Emily Floyd
Born in Melbourne, Australia, in 1972.
She lives and works in Sydney, Australia.
Not long after Emily Floyd earned her BFA degree in sculpture from the Royal Melbourne Institute of Technology in 1999, her work began to receive worldwide exposure. Her work takes shape at the intersections where sculpture meets public space and design collides with social crisis. It embraces elements of expanded sculpture and a range of print media and typographic artifacts, including the poster and the manifesto. Floyd renegotiates the possibility of public address, critically engaging an increasingly diverse and unpredictable viewership in debate. The topics of that exchange range from such urgencies as labor conditions in a world where work has become increasingly immaterialized, the traumas of migration at a time when exile is the norm, and the imperative of self-organization as unprecedented and improvised forms of community emerge across the globe. Indeed, Floyd’s work gestures toward new forms of sociality, for which the artwork can serve both as provocation and as venue. Her project for the 56th Biennale di Venezia, Labour Garden, is an example of that theme. Its title pitches two opposites together: on the one hand it signals a space of exertion and effort, often under exploitative conditions, while on the other it marks a space of leisure, the earthly image of paradise, the hortus conclusus. Might the title incarnate a paradox?
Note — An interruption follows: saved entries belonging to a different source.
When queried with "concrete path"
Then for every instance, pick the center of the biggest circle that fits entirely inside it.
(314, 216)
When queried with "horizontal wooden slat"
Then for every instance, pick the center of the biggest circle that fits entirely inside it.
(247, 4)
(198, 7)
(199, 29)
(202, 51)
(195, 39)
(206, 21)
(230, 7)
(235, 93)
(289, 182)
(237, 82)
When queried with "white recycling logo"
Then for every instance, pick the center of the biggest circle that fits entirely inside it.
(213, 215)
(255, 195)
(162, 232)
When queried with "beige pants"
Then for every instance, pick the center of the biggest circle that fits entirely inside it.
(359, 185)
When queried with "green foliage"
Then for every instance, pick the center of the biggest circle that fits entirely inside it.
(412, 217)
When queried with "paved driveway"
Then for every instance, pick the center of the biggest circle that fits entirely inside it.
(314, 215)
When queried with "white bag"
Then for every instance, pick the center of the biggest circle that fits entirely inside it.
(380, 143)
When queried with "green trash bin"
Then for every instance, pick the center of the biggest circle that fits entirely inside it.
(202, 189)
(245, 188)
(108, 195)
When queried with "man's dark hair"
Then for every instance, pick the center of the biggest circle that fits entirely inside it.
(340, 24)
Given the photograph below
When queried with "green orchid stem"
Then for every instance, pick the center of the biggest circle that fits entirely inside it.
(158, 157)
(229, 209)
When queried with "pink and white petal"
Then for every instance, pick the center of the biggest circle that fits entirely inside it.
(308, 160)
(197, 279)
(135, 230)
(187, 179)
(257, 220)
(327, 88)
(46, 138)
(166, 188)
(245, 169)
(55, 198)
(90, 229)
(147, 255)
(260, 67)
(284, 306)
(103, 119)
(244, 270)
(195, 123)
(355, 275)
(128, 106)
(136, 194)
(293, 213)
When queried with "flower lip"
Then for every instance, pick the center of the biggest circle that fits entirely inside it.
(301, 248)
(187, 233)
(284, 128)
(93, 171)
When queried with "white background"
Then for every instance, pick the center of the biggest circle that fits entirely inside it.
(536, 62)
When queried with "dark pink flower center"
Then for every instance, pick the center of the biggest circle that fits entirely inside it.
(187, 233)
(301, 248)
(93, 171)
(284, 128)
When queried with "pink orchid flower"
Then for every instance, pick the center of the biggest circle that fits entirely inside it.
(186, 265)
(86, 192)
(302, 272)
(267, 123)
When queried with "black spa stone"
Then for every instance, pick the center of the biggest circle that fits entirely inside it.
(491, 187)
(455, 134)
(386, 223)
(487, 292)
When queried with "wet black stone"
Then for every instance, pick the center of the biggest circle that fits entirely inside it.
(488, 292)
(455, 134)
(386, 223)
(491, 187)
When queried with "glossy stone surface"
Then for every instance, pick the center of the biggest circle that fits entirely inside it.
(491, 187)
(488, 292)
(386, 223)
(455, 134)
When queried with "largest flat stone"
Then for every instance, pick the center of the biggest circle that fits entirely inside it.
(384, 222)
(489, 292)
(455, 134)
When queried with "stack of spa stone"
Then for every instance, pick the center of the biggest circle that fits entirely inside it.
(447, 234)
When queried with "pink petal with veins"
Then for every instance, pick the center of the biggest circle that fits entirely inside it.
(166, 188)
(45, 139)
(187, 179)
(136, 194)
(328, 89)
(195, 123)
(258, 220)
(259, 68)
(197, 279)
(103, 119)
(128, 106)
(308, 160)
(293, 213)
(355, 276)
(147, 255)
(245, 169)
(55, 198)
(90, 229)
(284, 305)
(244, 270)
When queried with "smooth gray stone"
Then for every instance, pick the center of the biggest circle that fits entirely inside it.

Floyd’s Labour Garden is a social sculpture, a modular assemblage shaped in metal, its elements covered in bright automobile paint and spelling the words “CONCRETE LA BOUR.” These elements are closed on one side, open on the other, and can be arranged to form variable combinations of shelves, carrels, and seating areas. On the shelves, we find stacked a collection of books, pamphlets, journals, and PDFs documenting everyday life in the epoch of vampire capital. This library includes studies in the political economy of globalization, dossiers on labor law, inquiries into mobility and grassroots cosmopolitanism, reflections on precarity and immaterialized labor. The seeming paradox in the title Labour Garden might be resolved if we were to regard this work as the staging of a productive pause between theoretical preparation and activist commitment.